Wie habt Ihr das gelöst? Auslassen ist leider keine Lösung, da mir sonst der Teich kippt. Aber vielleicht fällt Euch was ein, bevor ich ihn wieder in Betrieb nehme.

Gruß vom verantwortlichen Pumpen-Besitzer


----------



## Joachim (10. Juni 2008)

*AW: Pumpe bereits 3facher "Mörder"*

Wie? Du betreibst den Oase-Skimmer ohne Schutzgitter? Das würd ich schon der Pumpe wegen (Schmutz) nicht tun ...  Hast du von deinem Skimmer mit Pumpe mal zufällig ein paar Bilder?

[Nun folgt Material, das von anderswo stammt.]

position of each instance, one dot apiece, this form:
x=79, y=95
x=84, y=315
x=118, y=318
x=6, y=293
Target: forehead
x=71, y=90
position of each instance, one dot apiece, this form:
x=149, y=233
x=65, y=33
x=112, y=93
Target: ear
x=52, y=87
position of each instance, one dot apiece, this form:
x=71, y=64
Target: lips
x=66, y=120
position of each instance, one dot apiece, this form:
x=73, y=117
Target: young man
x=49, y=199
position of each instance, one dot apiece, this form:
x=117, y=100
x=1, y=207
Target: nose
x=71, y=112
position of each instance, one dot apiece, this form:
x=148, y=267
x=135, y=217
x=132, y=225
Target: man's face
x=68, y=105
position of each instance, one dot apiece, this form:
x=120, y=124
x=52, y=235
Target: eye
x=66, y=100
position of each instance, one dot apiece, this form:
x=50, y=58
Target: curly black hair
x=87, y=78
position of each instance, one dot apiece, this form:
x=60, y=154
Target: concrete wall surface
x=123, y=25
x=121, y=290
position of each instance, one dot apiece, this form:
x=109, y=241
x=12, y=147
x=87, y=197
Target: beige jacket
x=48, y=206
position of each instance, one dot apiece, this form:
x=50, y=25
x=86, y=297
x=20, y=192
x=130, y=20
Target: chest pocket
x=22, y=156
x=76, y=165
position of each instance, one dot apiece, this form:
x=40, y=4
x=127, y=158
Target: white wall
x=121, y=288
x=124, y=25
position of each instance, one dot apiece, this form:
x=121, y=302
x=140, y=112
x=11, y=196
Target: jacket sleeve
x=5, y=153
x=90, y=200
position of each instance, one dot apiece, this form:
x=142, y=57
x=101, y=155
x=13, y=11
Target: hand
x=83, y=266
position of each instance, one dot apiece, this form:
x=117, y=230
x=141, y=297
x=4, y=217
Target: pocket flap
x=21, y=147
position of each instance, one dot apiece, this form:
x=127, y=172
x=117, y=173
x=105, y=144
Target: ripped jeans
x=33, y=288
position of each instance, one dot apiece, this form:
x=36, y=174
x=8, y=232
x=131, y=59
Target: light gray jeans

Also ich würd auf alle Fälle den Filterkorb drinn lassen, denn auch wir haben immer mal wieder nen Frosch im Skimmerfilterkorb hocken - bislang alle noch Lebend (Korb raus und zack, schon springt er wech ) ...


----------



## Chaos (10. Juni 2008)

*AW: Pumpe bereits 3facher "Mörder"*

Der Korb ist natürlich noch im Skimmer drin. Ich weiß auch nicht, wie die Tiere da drunter kommen, sind ja nur ein paar Milimeter am Rand "Luft" dazwischen und die Tiere sind ja ein vielfaches größer. Bild hab ich leider keines, versuch mal eines zu machen. Muss aber erst noch den Fosch aus der Pumpe "entfernen" ...


----------



## Chaos (12. Juni 2008)

*AW: Pumpe bereits 3facher "Mörder"*

Hab inzwischen ein Thema gefunden, was ein ähnliches Problem behandelt, werde mal die Anregungen von dort aufgreifen ...

https://www.hobby-gartenteich.de/xf/threads/16160


----------